A Saudi journalist has reportedly been banned from working, temporarily, after he sparked outrage by saying loudspeakers should not be used for Muslim call to prayer (adhan) and there should be fewer mosques in the country.
Mohamed al-Suhaimi, a journalist for the Saudi newspaper al-Watan, made the controversial statement during an interview on U.A.E.-based channel MBC.
"This is what an extremist agenda is, it scares people into everything. Imagine when these loud calls to prayer that are not unified, sound from different mosques located close to each other. It scares people coming to pray and even children in their own homes. These calls to prayer are terrifying and invoke fear in this country and in its people," he stated, according to the translation provided by StepFeed.
In response, the ultraconservative Islamic Saudi government banned al-Suhaimi from writing and other media related activities.
In many Muslim countries, the call to prayer and religious sermons are often broadcast via loudspeakers.
However, Saudi Arabia has strict rules pertaining to volume. In 2009, Saudi Arabia removed nearly 100 "overly loud" loudspeakers from 45 mosques.

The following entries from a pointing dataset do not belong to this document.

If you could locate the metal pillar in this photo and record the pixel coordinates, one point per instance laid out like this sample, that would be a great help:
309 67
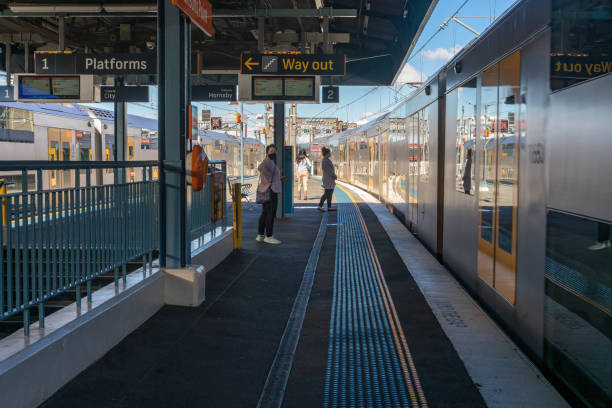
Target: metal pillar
173 52
279 141
242 135
7 60
120 135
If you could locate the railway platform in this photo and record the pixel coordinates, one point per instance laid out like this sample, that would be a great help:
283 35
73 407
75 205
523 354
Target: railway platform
350 310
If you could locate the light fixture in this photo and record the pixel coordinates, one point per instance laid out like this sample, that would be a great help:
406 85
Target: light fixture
130 8
55 8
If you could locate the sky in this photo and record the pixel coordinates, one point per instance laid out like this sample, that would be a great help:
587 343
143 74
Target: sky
434 47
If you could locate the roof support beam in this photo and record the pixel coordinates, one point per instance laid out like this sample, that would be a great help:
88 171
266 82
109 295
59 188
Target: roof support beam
285 13
49 11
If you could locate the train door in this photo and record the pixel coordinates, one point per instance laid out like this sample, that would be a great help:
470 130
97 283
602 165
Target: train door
59 149
413 170
372 163
498 173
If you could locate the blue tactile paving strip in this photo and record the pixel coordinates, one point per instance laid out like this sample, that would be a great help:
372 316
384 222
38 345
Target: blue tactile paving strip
367 365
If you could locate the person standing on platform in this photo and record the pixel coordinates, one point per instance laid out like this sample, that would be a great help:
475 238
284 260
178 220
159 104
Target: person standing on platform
303 169
329 180
267 194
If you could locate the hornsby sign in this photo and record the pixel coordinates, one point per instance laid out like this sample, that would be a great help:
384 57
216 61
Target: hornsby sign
199 11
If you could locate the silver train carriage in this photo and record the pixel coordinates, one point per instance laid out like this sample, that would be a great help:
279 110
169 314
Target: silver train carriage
69 132
527 230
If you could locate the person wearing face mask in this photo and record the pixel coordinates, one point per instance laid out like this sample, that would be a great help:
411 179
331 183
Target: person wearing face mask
269 179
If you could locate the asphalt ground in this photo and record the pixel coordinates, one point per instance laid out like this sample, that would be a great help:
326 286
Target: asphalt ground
215 355
219 354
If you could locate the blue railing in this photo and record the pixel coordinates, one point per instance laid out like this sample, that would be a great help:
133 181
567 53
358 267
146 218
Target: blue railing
56 240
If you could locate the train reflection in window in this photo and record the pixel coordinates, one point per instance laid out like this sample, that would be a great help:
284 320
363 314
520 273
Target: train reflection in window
578 308
498 174
466 137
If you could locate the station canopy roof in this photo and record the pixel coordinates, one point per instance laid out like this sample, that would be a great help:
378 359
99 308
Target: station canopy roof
376 36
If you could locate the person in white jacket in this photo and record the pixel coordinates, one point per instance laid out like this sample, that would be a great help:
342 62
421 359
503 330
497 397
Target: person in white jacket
303 170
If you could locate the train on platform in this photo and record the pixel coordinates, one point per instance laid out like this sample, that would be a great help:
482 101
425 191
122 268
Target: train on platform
69 132
524 223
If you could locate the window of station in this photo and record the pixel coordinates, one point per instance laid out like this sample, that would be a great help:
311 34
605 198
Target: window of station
424 139
16 125
578 304
581 39
83 145
500 105
466 137
148 139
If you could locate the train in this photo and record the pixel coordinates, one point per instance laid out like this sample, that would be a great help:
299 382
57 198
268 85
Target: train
70 132
525 224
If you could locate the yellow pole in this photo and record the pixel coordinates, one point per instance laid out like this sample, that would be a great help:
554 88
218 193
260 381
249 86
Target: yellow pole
237 207
3 191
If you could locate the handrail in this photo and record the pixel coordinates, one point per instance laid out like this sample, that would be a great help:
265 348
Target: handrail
67 165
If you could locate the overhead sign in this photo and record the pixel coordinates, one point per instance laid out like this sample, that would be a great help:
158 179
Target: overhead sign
216 123
293 64
95 64
199 11
572 67
7 93
124 94
331 94
268 88
213 93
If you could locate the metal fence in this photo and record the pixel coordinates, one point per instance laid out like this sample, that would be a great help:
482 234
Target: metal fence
57 240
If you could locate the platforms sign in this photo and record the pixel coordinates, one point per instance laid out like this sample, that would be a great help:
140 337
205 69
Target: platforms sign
293 64
331 94
95 64
199 11
7 93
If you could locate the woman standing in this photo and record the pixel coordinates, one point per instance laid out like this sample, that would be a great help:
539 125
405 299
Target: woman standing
303 168
329 180
269 179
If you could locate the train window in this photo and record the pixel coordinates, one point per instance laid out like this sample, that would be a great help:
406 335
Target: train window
500 106
578 304
581 41
466 137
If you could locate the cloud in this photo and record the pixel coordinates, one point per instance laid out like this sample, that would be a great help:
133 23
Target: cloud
410 74
440 54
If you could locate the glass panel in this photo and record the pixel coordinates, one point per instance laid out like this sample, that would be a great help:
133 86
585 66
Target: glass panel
466 137
413 171
578 305
507 177
581 39
487 148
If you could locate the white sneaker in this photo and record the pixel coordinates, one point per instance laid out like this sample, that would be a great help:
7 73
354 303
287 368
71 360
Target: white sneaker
272 240
600 245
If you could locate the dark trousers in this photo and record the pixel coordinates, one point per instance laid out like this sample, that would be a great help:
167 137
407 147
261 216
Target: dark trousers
327 194
268 212
603 232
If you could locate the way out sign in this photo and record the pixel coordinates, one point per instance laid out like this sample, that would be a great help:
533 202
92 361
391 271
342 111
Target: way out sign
293 64
199 12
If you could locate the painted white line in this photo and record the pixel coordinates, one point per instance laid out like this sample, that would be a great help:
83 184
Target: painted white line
503 373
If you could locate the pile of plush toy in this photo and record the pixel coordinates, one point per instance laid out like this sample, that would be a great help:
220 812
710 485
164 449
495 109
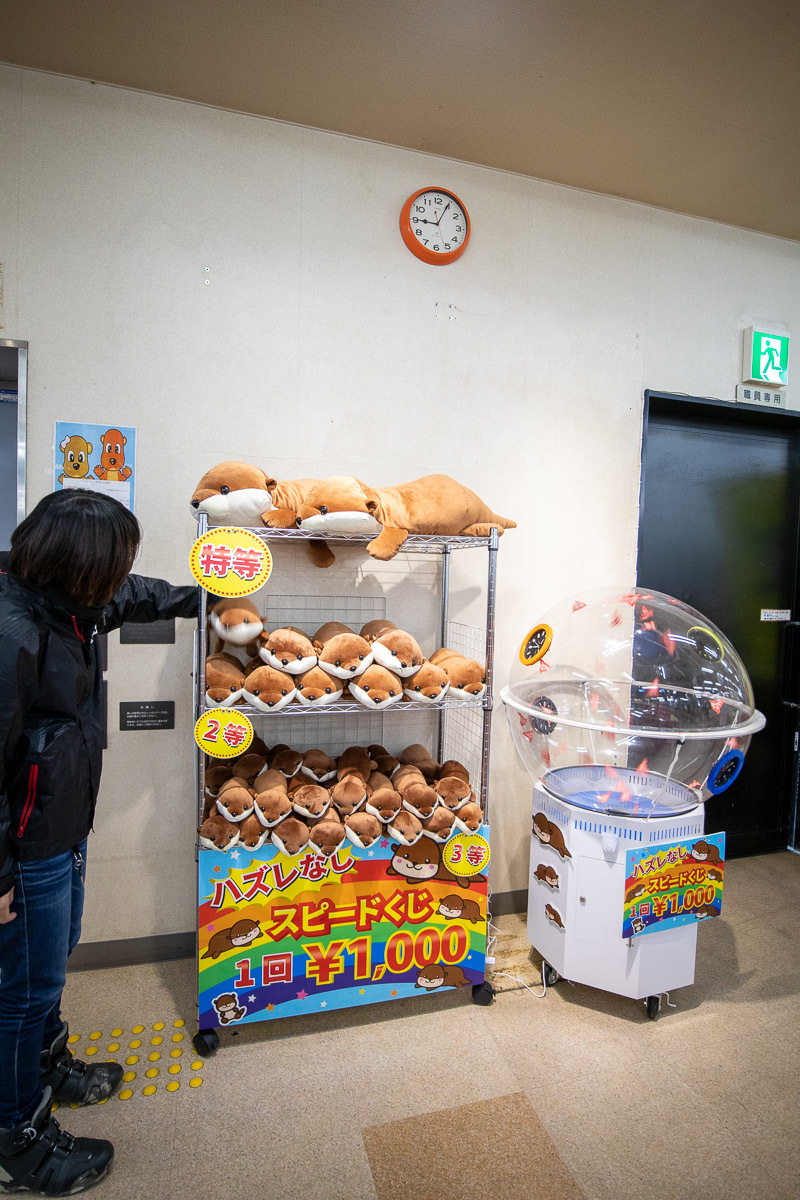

Although Saudi Crown Prince Muhammad bin Salman (MBS) has promised progressive reforms and a more "moderate Islam," several journalists and activists are being banned or remain in detention under his watch.
A prominent columnist, Saleh al-Shehi, who accused the Saudi Arabian royal court as a source of corruption, was recently sentenced to five years in prison. Earlier this month, Noha al-Balawi, a human rights activist, was taken into custody for questioning Saudi-Israeli ties.
Many consider MBS to be a Saudi revolutionary but his iron grip on freedom of speech has proven to be as suffocating as his predecessors'.